Exploratory sex analyses showed lower TCBV in men and faster WMHV progression in women. Adding hearing loss to dementia prediction models modestly improved risk discrimination metrics such as net reclassification index and integrated discrimination index.
Hearing Loss as a Potential Marker of Dementia Susceptibility
Taken together, objective hearing loss was associated with a significant increase in dementia risk, with categorical analyses showing a 71 percent higher risk for individuals with at least slight hearing loss.
Dementia risk was notably higher among APOE ε4 carriers with hearing loss than among those with normal hearing. Hearing loss was associated with accelerated executive decline, lower brain volume, and faster accumulation of white matter abnormalities, but not with memory or global cognition declines.

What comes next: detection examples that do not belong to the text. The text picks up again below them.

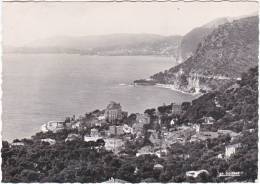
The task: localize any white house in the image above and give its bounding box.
[41,121,65,133]
[41,138,56,145]
[186,170,209,178]
[225,143,241,159]
[84,136,102,142]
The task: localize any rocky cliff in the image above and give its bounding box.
[151,16,258,92]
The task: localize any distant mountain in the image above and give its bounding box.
[179,18,231,61]
[5,34,181,58]
[151,16,259,91]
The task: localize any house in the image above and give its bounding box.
[172,103,182,115]
[149,132,161,145]
[104,138,124,154]
[41,121,65,133]
[97,115,106,121]
[186,170,209,178]
[132,113,150,134]
[84,135,103,142]
[202,116,216,125]
[102,177,129,183]
[11,142,24,147]
[136,146,155,157]
[71,121,81,129]
[123,124,133,134]
[153,164,163,170]
[190,131,219,142]
[225,143,241,159]
[105,101,123,123]
[65,134,81,142]
[90,128,99,137]
[155,149,168,158]
[218,130,240,141]
[217,153,224,159]
[136,113,150,124]
[108,125,125,135]
[41,138,56,145]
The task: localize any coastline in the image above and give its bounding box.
[155,83,203,96]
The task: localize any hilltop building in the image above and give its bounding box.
[172,103,182,115]
[225,143,241,159]
[104,138,124,154]
[41,121,65,133]
[107,125,125,136]
[105,101,127,123]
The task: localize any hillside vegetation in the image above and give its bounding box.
[151,16,258,89]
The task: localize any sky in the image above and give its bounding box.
[2,2,258,46]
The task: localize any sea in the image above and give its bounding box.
[2,54,199,141]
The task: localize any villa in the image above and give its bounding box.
[225,143,241,159]
[65,134,80,142]
[41,121,65,133]
[186,170,209,178]
[104,138,124,154]
[41,138,56,145]
[105,101,123,123]
[172,103,182,115]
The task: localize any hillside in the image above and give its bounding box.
[151,16,258,91]
[180,18,231,61]
[1,67,258,183]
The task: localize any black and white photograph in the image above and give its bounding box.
[1,0,259,183]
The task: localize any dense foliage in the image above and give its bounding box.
[2,68,258,182]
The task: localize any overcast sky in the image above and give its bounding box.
[3,2,258,46]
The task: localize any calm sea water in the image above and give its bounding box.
[2,54,197,141]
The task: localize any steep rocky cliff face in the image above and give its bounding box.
[151,16,258,91]
[179,18,231,61]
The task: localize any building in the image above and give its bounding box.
[218,130,240,141]
[107,125,125,136]
[105,101,123,123]
[104,138,124,154]
[11,142,24,147]
[202,116,215,125]
[132,113,150,134]
[84,136,103,142]
[41,138,56,145]
[41,121,65,133]
[136,113,150,124]
[186,170,209,178]
[153,164,163,170]
[149,132,162,146]
[65,134,81,142]
[172,103,182,115]
[136,146,156,157]
[190,131,219,142]
[225,143,241,159]
[123,124,133,134]
[102,177,129,183]
[90,128,99,137]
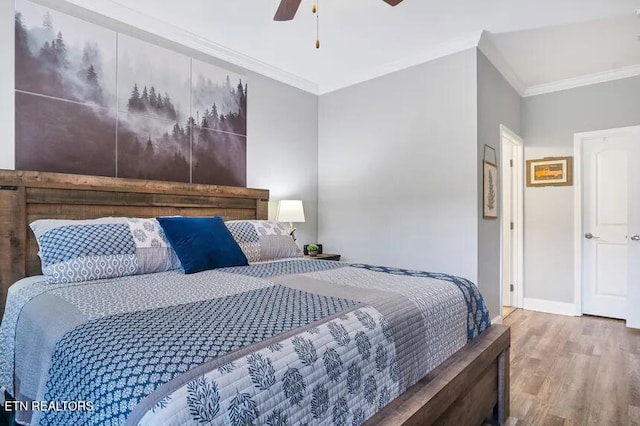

The findings suggest that hearing testing may help identify individuals at increased risk of dementia. However, the APOE ε4 interaction requires replication due to small subgroup sizes and modest estimate precision.
Overall, hearing loss should be viewed as a potential marker of increased dementia susceptibility, rather than evidence of causation, given the observational design, multiple comparisons, and imaging differences across study waves.